John had baptised others but it was only this Baptism of Christ which was about to transform the world. It was this baptism that has given us our basic understanding of Baptism,. When we think about it Jesus didn’t need to be baptised for he is God, and when he was baptised, no one had to tell him what to do, he basically knew what to do, he knew how he was going to baptise from that day on.

We also need to remember that this was Jesus setting out on his earthly ministry, we know very little about his early years, God obviously wanted him to be accustomed to being with different people, to have an understanding of earthly life before calling him to reach out, tell the world about his father We need to always remember that whilst Jesus Is God he was also truly human, he thought like we do, he suffered like we do.

Was Jesus’ baptism only for himself? Was his baptism simply an important event, in his personal story, was Jesus saying perhaps that on this day each year everyone should be baptised?

We know the Light of Christ enlightens every human being, shines upon everyone, so surely Jesus is here for the whole world not just for Christians. Whether people wish to accept that fact is their decision, however much they dislike being told it, God sent his son to earth to show all mankind his love.

The nature he assumed was not simply for the benefit of those on earth then, but for the benefit of all future generations also. This baptism gave God the opportunity to declare that ‘This is his beloved son’.

That everything Jesus did in his earthly life was for the good of all people, that God had sent him to show the father’s love for all people that in three years time Christ’s death was an atonement not just for the chosen few but for the sins of the whole world. The risen body of Easter was not simply in order to raise up a few, but to raise up the great harvest of the dead, of whom Christ is the first-fruits.

Luke seems to suggest that Jesus’ baptism was John’s final baptism. It is as if Jesus not only completes the preparatory work of John, but transforms it, this is a new baptism, a baptism of the Holy Spirit and fire, a baptism that can only be done in the name of Jesus, through the power of the Holy Spirit.

The passage from Acts brings a different dimension for we learn that the people of Samaria had been baptised only in the name of Jesus.

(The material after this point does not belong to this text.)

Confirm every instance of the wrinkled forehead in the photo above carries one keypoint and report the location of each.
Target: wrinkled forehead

We hear that there was nothing to suggest that the Baptism was not in order, nor that it was apparent that they had not received the Holy Spirit. But we learn that Peter and John were sent to Samaria to lay hands on them so that they also received the Holy Spirit. I personally don’t think God is criticising Philips ministry but he is stressing that it is important that all Christians are baptised in the name of the Father, the son and the Holy Spirit and surely particularly if, like the Samaritans, the people had been regarded as outsiders. That it is important all Christians are acknowledged as equals for in God we are all one.

Jesus’ baptism embraces all Christ’s work, all his life from the River Jordan to Calvary, so surely, we must also understand that our baptism embraces all of our lives, it is what set us out on the road to discipleship.

When our parents and godparents, or we ourselves if we were adult, committed us to service Jesus it shouldn’t just be a glib response but a true commitment to service God, one we must never forget. Jesus gave his life for our salvation, the least we can do is serve him.

We are called to proclaim the glory of Christ in all his fullness and invite men, women and children to come to him in faith. The love of Christ compels us. Jesus’ baptism and life was for every one of us regardless of our faith, we must teach we are all God’s children and he loves each one of us, the Holy Spirit is here for us all, to strengthen and support.

The concept of the Holy Spirit is, I think, difficult for some people. When I was priested at the Cathedral one of my daughters and her family were sitting just at the side of the altar, very close, and after a minute or two her three year old piped up ‘I am watching and I haven’t seen that person come down once yet!’

We live in such a visual world, there are so many buttons we can press and pictures appear from round the world. Jesus came to earth so that people could see him, his appearance could be handed down o future generations, but he could only help those he met.

When The Holy Spirit is called upon in our baptism to come down we may not see him but he can always see us, he can touch our hearts and strengthen our faith, for he is here. It is God’s life-giving grace coming down to us individually, God is always with us. Many people get comfort from visual things but they cannot really respond to us. The Holy Spirit is not visible but it is God’s presence in or lives, God will never leave us, he loves us and will always reach out to us, just as Christ reached out to all he met in his earthly life, Jesus never walked by on the other side, neither does the Holy Spirit.